France 2025 - 63 usines; la réindustrialisation en panne
- Mireille Bleivas
- 10 mars
- 2 min de lecture
En 2025, la France a enregistré un solde net de -63 usines industrielles, avec 116 ouvertures contre 179 fermetures, un niveau inédit depuis 2013 et bien plus alarmant que le -15 de 2024. Ce chiffre, issu d'analyses indépendantes, contraste avec les bilans officiels du gouvernement qui ne mettent en avant que le premier semestre (solde +9).
Bilan chiffré de la désindustrialisation en 2025
Malgré les discours optimistes des ministres lors du sommet Choose France, les données révèlent un essoufflement structurel de la réindustrialisation. Au premier trimestre, déjà 108 sites étaient fermés ou menacés contre 80 ouvertures, soit un solde précoce de -28. La production industrielle confirme cette tendance : l'indice de production manufacturière (IPI) a reculé de -0,8 % en décembre 2025, après -0,7 % en août et -1,7 % en juillet.
Répartition sectorielle des fermetures :
- Agroalimentaire en tête, suivi du textile, métallurgie et construction.
- Automobile : 139 000 emplois perdus entre 2010 et 2023, avec accélération en 2025 (Michelin, Valeo, Forvia, Bosch).
- Aéronautique : chute brutale de -15,8 % en décembre malgré un climat des affaires à 118.
- Secteurs traditionnels en déclin continu depuis 2009 : imprimerie, meubles, métallurgie, textiles, plastiques, caoutchouc.

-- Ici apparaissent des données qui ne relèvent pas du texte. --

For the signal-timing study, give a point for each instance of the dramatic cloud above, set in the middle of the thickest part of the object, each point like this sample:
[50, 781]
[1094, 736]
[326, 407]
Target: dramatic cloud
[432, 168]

Les PME décrochent particulièrement : depuis 2022, les ouvertures de sites par ces entreprises stagnent, tandis que les liquidations définitives concernent près des deux tiers des fermetures.

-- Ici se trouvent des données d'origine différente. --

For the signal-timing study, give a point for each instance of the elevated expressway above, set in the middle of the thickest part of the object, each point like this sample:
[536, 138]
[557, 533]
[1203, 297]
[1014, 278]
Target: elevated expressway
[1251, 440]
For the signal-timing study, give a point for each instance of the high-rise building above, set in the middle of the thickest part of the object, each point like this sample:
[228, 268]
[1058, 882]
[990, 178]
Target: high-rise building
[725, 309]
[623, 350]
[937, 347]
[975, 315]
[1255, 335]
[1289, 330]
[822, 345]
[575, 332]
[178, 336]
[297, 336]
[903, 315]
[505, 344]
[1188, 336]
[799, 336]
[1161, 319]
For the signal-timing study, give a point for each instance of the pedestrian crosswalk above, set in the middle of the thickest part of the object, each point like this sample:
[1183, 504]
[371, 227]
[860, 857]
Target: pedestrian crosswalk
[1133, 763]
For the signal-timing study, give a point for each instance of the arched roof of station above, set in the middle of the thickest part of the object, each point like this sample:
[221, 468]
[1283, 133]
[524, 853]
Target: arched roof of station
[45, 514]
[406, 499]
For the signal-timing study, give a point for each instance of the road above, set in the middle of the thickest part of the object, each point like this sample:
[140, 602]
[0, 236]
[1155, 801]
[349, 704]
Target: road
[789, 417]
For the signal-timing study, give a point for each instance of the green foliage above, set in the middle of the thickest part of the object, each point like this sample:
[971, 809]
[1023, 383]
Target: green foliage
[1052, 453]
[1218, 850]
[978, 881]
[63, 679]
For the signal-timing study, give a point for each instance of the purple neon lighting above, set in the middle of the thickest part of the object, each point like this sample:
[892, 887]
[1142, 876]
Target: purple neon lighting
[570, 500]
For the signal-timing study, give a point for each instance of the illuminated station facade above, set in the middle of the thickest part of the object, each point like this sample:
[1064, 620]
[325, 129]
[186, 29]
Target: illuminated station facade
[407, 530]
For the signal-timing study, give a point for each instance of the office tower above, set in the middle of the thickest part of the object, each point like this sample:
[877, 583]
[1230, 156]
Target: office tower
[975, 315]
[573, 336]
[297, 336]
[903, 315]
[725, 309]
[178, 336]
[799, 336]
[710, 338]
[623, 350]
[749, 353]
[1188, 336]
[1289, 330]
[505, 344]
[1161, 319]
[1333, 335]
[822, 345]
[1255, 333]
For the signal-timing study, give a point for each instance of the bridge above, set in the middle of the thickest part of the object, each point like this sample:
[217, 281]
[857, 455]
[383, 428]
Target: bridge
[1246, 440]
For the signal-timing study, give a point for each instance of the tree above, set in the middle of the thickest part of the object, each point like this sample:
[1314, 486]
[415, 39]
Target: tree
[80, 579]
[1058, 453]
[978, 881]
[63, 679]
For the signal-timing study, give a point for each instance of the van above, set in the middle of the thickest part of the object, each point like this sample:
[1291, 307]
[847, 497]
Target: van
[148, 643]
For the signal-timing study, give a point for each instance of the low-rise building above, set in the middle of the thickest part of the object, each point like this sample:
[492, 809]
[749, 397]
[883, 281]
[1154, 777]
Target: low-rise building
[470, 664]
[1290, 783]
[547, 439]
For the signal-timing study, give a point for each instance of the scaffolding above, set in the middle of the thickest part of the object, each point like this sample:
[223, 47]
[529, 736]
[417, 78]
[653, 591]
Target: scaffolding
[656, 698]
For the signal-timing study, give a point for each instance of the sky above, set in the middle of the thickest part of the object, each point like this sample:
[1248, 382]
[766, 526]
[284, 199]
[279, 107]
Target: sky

Deux France industrielles en coexistence
Secteurs résilients (20-30 % des dynamiques positives) :
- Industrie verte : +11 au S1 2025 (recyclage, économie circulaire).
- Défense et aéronautique militaire : +8, avec hausses de carnets de commandes.
- Énergie et traitement des déchets : portés par France 2030, malgré des tensions.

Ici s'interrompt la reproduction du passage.